With Hash of splitters

# Used in pipeline as:
# transform Fcar::SplitPrep,
#   splitters: {"," => "comma", ";" => "semicolon"},
#   orig: :val

xform = Fcar::SplitPrep.new(
   splitters: {"," => "comma", ";" => "semicolon"},
   orig: :val
)
input = [
  {val: "a"},
  {val: "b, c"},
  {val: "d;e"},
  {val: "f,g;h"}
]
result = Kiba::StreamingRunner.transform_stream(input, xform)
  .map{ |row| row }
expected = [
  {split_val: "a", orig: "a", autosplit: nil, sort: "a 000",
    prepped_row_fingerprint: "YeKQn2HikJ9hIDAwMA=="},
  {split_val: "b", orig: "b, c", autosplit: "comma", sort: "b, c 000",
    prepped_row_fingerprint: "YiwgY+KQn2LikJ9iLCBjIDAwMA=="},
  {split_val: "c", orig: "b, c", autosplit: "comma", sort: "b, c 001",
    prepped_row_fingerprint: "YiwgY+KQn2PikJ9iLCBjIDAwMQ=="},
  {split_val: "d", orig: "d;e", autosplit: "semicolon", sort: "d;e 000",
    prepped_row_fingerprint: "ZDtl4pCfZOKQn2Q7ZSAwMDA="},
  {split_val: "e", orig: "d;e", autosplit: "semicolon", sort: "d;e 001",
    prepped_row_fingerprint: "ZDtl4pCfZeKQn2Q7ZSAwMDE="},
  {split_val: "f", orig: "f,g;h", autosplit: "comma|semicolon", sort: "f,g;h 000",
    prepped_row_fingerprint: "ZixnO2jikJ9m4pCfZixnO2ggMDAw"},
  {split_val: "g", orig: "f,g;h", autosplit: "comma|semicolon", sort: "f,g;h 001",
    prepped_row_fingerprint: "ZixnO2jikJ9n4pCfZixnO2ggMDAx"},
  {split_val: "h", orig: "f,g;h", autosplit: "comma|semicolon", sort: "f,g;h 002",
    prepped_row_fingerprint: "ZixnO2jikJ9o4pCfZixnO2ggMDAy"}
]
expect(result).to eq(expected)

Constant Summary collapse

UNIT_SEP =

Used internally to indicate the places where the value needs to be split, before splitting is actually applied. The U+241F / E2 90 9F / Symbol for Unit Separator is used to avoid clashes with other common delimiter strings that may be present in values

Returns:

  • (String)

    U+241F / E2 90 9F / Symbol for Unit Separator

""

Instance Method Summary collapse

Constructor Details

#initialize(splitters:, orig:, target: :split_val, sort: :sort, indicator: :autosplit, fingerprint: :prepped_row_fingerprint) ⇒ SplitPrep

Returns a new instance of SplitPrep.

Parameters:

  • splitters (Array<String, Regexp>, Hash{String, Regexp => String, Symbol})

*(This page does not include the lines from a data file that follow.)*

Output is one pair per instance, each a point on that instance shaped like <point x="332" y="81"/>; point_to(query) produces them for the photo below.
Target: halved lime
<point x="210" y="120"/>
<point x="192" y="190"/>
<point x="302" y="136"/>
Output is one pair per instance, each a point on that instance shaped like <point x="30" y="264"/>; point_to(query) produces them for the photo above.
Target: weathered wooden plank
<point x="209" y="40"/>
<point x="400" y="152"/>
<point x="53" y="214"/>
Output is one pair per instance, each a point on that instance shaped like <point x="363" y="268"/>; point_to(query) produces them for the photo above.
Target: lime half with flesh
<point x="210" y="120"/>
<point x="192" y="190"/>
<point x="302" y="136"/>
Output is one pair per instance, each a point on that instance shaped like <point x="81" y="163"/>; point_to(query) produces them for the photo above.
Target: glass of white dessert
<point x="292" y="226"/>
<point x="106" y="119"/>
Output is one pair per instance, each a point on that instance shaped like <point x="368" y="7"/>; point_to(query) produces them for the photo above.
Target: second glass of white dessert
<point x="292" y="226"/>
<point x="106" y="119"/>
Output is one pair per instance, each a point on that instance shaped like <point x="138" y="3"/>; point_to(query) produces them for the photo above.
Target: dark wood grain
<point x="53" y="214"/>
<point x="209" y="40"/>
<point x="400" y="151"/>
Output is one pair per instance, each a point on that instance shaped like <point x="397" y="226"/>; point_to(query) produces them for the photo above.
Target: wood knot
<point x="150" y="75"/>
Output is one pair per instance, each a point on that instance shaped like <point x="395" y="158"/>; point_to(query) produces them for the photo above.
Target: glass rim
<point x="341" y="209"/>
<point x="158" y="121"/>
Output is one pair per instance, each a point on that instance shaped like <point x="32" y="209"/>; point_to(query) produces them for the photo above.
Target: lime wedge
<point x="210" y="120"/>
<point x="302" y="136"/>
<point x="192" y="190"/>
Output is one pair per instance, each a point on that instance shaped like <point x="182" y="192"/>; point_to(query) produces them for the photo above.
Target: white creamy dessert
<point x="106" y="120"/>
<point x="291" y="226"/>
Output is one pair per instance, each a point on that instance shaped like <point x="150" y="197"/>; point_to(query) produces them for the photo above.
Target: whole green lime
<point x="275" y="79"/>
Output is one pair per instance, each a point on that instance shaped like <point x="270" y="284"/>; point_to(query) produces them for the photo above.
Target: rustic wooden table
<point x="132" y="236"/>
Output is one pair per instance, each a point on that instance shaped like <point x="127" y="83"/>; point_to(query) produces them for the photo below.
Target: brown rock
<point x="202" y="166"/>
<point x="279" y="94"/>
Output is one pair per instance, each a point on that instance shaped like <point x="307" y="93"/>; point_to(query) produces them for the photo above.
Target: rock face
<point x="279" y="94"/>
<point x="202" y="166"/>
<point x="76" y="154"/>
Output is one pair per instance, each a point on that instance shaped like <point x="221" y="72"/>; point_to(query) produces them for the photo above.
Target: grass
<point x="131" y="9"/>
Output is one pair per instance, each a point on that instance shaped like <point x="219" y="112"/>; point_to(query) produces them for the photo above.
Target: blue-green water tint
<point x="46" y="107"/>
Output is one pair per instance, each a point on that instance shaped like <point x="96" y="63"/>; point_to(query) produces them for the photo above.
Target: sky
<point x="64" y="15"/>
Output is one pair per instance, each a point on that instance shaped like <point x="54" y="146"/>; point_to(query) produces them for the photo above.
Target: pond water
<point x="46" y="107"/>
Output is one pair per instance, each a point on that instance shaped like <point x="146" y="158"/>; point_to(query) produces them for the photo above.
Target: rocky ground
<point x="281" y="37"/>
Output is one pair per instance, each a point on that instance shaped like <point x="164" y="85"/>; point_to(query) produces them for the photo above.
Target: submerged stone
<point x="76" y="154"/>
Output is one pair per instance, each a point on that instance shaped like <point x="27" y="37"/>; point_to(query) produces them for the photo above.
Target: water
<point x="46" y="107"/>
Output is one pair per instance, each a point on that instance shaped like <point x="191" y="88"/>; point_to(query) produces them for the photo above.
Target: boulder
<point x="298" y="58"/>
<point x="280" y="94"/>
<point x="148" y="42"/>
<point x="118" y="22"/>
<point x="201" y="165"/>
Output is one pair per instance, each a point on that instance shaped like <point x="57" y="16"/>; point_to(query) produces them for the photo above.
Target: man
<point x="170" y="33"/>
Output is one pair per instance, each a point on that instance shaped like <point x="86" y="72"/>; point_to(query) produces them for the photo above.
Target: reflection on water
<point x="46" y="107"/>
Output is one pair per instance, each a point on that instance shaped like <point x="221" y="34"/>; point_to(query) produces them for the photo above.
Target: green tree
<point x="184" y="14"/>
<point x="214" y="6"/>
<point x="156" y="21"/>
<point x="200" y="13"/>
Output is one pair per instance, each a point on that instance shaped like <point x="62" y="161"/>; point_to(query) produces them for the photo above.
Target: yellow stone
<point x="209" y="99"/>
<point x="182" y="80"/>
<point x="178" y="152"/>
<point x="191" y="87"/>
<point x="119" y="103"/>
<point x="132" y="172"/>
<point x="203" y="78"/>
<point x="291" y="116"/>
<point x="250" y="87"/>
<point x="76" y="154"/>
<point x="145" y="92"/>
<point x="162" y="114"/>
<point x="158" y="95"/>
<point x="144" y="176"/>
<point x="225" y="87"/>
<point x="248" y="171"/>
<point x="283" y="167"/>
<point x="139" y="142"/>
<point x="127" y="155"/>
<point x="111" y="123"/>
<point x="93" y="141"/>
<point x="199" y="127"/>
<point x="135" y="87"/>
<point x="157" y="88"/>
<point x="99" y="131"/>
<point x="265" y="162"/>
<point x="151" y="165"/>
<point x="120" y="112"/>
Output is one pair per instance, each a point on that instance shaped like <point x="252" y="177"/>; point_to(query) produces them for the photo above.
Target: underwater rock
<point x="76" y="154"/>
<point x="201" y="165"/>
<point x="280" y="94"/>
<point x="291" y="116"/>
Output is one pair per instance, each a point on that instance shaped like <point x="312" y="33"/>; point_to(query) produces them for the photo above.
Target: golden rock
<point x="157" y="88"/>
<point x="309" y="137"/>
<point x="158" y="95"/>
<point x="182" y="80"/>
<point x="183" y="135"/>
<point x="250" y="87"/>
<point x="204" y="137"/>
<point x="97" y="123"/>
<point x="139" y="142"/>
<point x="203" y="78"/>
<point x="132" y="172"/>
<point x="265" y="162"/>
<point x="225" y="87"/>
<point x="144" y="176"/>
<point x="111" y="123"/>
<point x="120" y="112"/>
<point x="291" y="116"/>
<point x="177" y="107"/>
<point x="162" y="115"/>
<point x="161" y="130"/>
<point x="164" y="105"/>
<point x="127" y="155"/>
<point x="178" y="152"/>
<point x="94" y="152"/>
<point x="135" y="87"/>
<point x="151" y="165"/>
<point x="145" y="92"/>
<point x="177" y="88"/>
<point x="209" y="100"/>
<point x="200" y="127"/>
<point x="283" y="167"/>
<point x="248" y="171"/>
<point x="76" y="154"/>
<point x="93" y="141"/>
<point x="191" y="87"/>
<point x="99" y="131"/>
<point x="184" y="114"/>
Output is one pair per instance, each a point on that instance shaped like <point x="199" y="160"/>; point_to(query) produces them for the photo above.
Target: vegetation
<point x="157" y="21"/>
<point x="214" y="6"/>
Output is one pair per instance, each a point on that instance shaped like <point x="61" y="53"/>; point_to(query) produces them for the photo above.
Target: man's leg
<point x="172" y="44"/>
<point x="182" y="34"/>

    Values on which to split the :orig column value. If given an Array, :autosplit column will be populated with “y” or “n”. If given a Hash, the Hash keys are used as the splitters, and the :autosplit column will be populated with the joined Hash values of the splitters that were applied

  • orig (Symbol)

    field containing values that will be programmatically split and reviewed by client in FCAR process

  • target (Symbol) (defaults to: :split_val)

    field in which the results of programmatic splitting will be written, and client can make corrections

  • sort (Symbol) (defaults to: :sort)

    field in which the sort values will be written

  • indicator (Symbol) (defaults to: :autosplit)

    field in which inidication of whether splitting was applied to target values will be written

  • fingerprint (Symbol) (defaults to: :prepped_row_fingerprint)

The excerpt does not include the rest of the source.